Outputs are saved for downstream modeling.

**Overview of Steps:**
1. **Import Libraries**: Use `pandas` for data handling and `sklearn` for preprocessing.
2. **Load Combined Dataset**: Read `all_modeled_playoff_games.csv` file.
3. **Season Split**:  
   - Train: 2015–2022  
   - Validation: 2023–2024  
   - Test: 2025
4. **Drop Non-Predictive Columns**: Remove `homeTeam`, `awayTeam`, `gameDate` (identifiers).
5. **Separate Features/Target**: Target is `homeWin`.
6. **Detect Column Types**: Identify numeric and categorical columns.
7. **Fit Preprocessor**: `ColumnTransformer` = numeric(impute+scale) + categorical(one-hot).
8. **Transform Splits**: Apply the fitted preprocessor to train/val/test.

In [44]:
# Import Libraries
import os, json
import pandas as pd
from sklearn.compose import ColumnTransformer
from sklearn.preprocessing import StandardScaler, OneHotEncoder
from sklearn.impute import SimpleImputer
from sklearn.pipeline import Pipeline
import joblib

# Load all modeled playoff games file
all_models  = "../data/processed/all_modeled_playoff_games.csv"
processed_dir = "../data/processed"
model_dir = "../models"
os.makedirs(processed_dir, exist_ok=True)
os.makedirs(model_dir, exist_ok=True)

# Load Combined Dataset
df = pd.read_csv(all_models)

# Season Split
train_df = df[df["season"].between(2015, 2022)].copy()
val_df   = df[df["season"].between(2023, 2024)].copy()
test_df  = df[df["season"] == 2025].copy()

# Drop Non-Predictive Columns
cols_to_drop = ["homeTeam", "awayTeam", "gameDate"]
for _d in (train_df, val_df, test_df):
    _d.drop(columns=[c for c in cols_to_drop if c in _d.columns], inplace=True, errors="ignore")
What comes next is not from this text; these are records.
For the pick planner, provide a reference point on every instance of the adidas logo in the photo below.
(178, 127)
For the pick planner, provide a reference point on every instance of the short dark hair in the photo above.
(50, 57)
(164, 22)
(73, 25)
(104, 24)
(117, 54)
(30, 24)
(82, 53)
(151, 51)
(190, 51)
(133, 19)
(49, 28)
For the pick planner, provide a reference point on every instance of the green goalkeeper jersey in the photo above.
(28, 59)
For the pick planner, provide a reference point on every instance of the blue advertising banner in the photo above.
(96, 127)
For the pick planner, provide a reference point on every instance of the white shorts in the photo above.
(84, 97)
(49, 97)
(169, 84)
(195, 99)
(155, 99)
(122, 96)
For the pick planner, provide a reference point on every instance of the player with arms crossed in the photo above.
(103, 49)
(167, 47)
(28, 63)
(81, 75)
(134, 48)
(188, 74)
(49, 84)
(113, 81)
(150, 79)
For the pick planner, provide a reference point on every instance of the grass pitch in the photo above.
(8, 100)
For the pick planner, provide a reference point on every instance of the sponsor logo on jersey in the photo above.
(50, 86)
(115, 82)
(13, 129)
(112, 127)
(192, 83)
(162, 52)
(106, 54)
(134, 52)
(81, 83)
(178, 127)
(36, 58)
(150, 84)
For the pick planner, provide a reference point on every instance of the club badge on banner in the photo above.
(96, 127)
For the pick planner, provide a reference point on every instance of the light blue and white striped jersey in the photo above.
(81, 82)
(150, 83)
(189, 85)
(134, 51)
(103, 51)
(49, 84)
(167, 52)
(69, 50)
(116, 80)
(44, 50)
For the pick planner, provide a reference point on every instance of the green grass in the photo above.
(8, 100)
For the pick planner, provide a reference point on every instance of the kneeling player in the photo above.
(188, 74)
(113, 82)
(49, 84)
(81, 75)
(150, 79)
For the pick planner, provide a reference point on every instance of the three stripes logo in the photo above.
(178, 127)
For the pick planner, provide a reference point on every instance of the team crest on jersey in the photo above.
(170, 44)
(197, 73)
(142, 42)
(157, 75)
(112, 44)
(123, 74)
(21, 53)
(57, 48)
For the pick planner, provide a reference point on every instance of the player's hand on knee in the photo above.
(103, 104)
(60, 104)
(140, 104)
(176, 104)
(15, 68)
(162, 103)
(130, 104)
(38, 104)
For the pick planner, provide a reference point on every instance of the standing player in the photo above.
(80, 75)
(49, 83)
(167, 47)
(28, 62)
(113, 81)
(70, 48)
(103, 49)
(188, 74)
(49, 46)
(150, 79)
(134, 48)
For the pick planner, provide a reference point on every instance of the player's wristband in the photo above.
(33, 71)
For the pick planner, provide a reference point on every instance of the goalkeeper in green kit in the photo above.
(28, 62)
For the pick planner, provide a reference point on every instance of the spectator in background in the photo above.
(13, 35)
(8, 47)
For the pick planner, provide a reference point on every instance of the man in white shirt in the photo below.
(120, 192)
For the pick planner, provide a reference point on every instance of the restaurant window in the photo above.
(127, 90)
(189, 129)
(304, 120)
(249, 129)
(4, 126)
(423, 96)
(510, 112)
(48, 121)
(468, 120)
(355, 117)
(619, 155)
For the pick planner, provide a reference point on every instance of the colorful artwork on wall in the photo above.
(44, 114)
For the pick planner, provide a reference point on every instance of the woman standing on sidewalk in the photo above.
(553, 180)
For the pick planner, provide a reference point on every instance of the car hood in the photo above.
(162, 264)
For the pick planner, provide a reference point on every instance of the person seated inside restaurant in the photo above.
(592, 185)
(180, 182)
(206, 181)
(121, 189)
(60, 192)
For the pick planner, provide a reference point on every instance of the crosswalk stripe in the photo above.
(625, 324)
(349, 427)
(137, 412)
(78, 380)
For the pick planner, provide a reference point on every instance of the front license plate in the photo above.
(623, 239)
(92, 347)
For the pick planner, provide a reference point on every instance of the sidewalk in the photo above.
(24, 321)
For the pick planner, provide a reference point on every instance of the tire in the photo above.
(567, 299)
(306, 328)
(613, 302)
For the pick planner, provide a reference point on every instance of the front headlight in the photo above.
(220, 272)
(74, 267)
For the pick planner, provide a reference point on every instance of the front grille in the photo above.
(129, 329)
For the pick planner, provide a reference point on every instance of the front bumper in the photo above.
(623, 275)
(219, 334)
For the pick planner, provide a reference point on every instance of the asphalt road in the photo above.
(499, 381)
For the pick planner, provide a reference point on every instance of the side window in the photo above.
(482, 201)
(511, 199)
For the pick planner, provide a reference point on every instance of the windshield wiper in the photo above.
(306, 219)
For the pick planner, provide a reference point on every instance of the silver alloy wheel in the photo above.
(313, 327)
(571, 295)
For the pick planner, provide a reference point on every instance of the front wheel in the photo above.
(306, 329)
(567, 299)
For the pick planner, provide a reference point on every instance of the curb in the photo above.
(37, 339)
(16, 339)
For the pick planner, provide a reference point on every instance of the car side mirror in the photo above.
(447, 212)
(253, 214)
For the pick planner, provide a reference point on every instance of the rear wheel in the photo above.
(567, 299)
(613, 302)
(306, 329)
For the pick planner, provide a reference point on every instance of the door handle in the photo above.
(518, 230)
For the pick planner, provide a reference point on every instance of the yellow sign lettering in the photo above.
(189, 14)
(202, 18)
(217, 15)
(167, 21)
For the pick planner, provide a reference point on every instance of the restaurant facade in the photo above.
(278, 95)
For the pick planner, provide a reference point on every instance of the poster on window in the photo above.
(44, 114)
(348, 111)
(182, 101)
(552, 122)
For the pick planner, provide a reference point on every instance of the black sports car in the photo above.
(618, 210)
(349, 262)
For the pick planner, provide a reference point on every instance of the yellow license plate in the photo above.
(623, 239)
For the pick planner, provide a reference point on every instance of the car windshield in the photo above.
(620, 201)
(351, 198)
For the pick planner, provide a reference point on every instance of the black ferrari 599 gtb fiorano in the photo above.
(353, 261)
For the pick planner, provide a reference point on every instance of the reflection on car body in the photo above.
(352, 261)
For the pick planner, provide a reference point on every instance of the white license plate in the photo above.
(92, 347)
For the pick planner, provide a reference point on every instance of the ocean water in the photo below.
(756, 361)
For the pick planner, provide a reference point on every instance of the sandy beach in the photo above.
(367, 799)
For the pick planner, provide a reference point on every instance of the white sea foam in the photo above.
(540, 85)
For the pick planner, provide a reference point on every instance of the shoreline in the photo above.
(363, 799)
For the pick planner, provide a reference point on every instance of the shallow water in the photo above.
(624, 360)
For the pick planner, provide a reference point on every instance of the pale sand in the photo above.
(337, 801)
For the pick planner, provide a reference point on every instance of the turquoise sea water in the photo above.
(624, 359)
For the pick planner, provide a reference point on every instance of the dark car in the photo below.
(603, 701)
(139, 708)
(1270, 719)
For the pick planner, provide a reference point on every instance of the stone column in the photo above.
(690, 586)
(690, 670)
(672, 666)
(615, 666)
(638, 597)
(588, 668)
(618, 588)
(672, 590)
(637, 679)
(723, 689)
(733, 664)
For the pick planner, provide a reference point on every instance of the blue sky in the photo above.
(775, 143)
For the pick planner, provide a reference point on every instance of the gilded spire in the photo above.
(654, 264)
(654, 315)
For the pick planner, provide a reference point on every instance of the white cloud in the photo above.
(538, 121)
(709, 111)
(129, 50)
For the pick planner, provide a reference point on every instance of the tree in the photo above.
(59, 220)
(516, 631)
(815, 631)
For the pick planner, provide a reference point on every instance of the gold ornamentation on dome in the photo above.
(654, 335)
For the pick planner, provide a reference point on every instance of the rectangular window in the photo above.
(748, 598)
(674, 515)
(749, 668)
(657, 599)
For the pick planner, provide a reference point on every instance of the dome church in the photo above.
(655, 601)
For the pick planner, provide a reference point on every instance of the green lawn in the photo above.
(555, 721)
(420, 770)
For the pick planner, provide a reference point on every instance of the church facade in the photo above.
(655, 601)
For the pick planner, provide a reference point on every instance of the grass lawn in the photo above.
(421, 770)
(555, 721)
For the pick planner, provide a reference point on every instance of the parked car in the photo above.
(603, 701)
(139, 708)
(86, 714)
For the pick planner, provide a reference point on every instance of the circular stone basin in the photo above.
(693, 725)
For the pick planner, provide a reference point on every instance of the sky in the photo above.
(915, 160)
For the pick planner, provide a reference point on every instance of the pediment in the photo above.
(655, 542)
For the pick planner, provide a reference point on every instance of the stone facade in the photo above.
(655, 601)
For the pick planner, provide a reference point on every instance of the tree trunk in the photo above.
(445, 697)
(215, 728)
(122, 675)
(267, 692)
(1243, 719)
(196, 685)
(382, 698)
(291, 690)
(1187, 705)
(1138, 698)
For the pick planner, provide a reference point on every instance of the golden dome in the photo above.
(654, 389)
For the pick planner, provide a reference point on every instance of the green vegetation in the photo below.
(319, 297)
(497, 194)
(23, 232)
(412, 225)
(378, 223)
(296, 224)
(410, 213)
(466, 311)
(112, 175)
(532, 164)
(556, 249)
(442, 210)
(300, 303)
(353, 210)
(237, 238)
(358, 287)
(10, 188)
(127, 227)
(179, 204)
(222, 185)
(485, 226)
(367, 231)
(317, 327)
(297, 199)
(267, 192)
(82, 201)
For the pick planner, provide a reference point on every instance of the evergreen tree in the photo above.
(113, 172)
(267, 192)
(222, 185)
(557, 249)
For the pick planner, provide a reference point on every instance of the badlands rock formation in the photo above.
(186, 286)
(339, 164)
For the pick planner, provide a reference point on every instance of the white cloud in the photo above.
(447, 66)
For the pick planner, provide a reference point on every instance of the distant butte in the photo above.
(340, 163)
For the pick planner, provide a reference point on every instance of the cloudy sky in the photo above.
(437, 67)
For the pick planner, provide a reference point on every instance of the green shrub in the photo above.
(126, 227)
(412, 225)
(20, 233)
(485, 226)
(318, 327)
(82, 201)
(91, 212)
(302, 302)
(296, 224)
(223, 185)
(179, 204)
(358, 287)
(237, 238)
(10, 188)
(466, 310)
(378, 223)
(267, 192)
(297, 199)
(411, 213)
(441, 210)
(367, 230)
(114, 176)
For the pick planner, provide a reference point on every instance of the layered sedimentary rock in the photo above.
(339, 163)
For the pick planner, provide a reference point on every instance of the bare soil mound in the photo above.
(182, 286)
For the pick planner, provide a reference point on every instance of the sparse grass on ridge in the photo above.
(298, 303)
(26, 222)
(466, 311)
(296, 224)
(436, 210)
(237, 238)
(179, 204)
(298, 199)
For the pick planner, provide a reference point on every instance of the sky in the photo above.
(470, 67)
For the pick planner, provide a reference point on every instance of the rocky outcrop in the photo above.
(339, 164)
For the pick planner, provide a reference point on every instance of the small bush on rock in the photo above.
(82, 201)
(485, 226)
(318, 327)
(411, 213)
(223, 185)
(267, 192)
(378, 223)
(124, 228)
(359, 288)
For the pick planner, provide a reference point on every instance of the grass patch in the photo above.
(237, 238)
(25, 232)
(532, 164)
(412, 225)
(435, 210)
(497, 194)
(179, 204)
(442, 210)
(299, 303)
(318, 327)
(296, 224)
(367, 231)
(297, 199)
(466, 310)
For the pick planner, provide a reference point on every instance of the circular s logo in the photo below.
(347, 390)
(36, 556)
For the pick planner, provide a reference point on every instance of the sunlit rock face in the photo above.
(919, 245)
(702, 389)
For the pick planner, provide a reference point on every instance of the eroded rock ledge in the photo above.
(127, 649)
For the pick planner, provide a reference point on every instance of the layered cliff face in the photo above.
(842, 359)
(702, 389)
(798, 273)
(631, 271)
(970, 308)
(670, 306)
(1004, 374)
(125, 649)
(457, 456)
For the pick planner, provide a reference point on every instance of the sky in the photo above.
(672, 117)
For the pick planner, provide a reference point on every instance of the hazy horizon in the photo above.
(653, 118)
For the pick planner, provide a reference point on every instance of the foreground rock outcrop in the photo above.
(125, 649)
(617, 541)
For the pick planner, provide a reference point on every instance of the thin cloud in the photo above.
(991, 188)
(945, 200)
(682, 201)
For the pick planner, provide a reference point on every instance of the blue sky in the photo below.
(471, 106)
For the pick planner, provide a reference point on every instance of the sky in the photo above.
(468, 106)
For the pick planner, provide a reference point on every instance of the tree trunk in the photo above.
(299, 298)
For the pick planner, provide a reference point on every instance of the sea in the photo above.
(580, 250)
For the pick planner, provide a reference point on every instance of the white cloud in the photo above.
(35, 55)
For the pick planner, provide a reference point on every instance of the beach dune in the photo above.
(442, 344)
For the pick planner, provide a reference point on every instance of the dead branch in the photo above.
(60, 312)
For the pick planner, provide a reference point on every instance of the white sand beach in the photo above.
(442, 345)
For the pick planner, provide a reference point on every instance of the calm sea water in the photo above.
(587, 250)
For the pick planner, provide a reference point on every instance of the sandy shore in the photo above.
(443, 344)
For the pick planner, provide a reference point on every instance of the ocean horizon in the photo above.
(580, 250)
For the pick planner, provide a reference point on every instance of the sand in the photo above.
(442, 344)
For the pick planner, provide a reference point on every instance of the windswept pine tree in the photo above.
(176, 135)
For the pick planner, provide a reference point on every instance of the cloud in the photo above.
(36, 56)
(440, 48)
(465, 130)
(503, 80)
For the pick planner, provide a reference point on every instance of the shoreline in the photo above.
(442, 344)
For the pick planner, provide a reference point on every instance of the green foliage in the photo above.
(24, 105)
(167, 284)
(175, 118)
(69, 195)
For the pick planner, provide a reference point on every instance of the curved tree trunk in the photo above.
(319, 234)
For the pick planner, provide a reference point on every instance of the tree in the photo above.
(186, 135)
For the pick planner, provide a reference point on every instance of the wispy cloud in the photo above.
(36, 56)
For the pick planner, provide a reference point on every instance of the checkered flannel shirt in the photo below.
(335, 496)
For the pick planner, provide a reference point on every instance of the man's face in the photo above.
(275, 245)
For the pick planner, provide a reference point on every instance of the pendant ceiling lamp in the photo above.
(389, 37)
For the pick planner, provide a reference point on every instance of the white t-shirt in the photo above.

# Separate Target and Features
target = "homeWin"
y_train = train_df[target]; X_train = train_df.drop(columns=[target])
y_val   = val_df[target];   X_val   = val_df.drop(columns=[target])
y_test  = test_df[target];  X_test  = test_df.drop(columns=[target])

# Detect Column Types
numeric_cols = X_train.select_dtypes(include=["number"]).columns.tolist()
categorical_cols = X_train.select_dtypes(include=["object", "category", "bool"]).columns.tolist()

# Build Preprocessor
preprocessor = ColumnTransformer(
    transformers=[
        ("num", Pipeline([
            ("imputer", SimpleImputer(strategy="mean")),
            ("scaler", StandardScaler())
        ]), numeric_cols),
        ("cat", OneHotEncoder(drop="first", handle_unknown="ignore"), categorical_cols)
    ],
    remainder="drop"
)

# Fit on TRAIN only, then transform all splits
preprocessor.fit(X_train)

X_train_proc = preprocessor.transform(X_train)
X_val_proc   = preprocessor.transform(X_val)
X_test_proc  = preprocessor.transform(X_test)

# Retrieve post-transform feature names
def get_feature_names_out(preprocessor, num_cols, cat_cols):
    num_feats = [f"num__{c}" for c in num_cols]
    cat_encoder = preprocessor.named_transformers_["cat"]
    cat_feats = cat_encoder.get_feature_names_out(cat_cols).tolist()
    return num_feats + cat_feats

feature_names = get_feature_names_out(preprocessor, numeric_cols, categorical_cols)

# Convert to DataFrames with consistent column order
import numpy as np
X_train_df = pd.DataFrame(X_train_proc, columns=feature_names, index=X_train.index)
X_val_df   = pd.DataFrame(X_val_proc,   columns=feature_names, index=X_val.index)
X_test_df  = pd.DataFrame(X_test_proc,  columns=feature_names, index=X_test.index)

# Save processed matrices & labels
X_train_df.to_csv(f"{processed_dir}/X_train_processed.csv", index=False)
X_val_df.to_csv(f"{processed_dir}/X_val_processed.csv", index=False)
X_test_df.to_csv(f"{processed_dir}/X_test_processed.csv", index=False)

y_train.to_csv(f"{processed_dir}/y_train.csv", index=False)
y_val.to_csv(f"{processed_dir}/y_val.csv", index=False)
y_test.to_csv(f"{processed_dir}/y_test.csv", index=False)

# Save preprocessor and feature names 
joblib.dump(preprocessor, f"{model_dir}/final_preprocessor.pkl")
with open(f"{model_dir}/feature_names.json", "w") as f:
    json.dump(feature_names, f)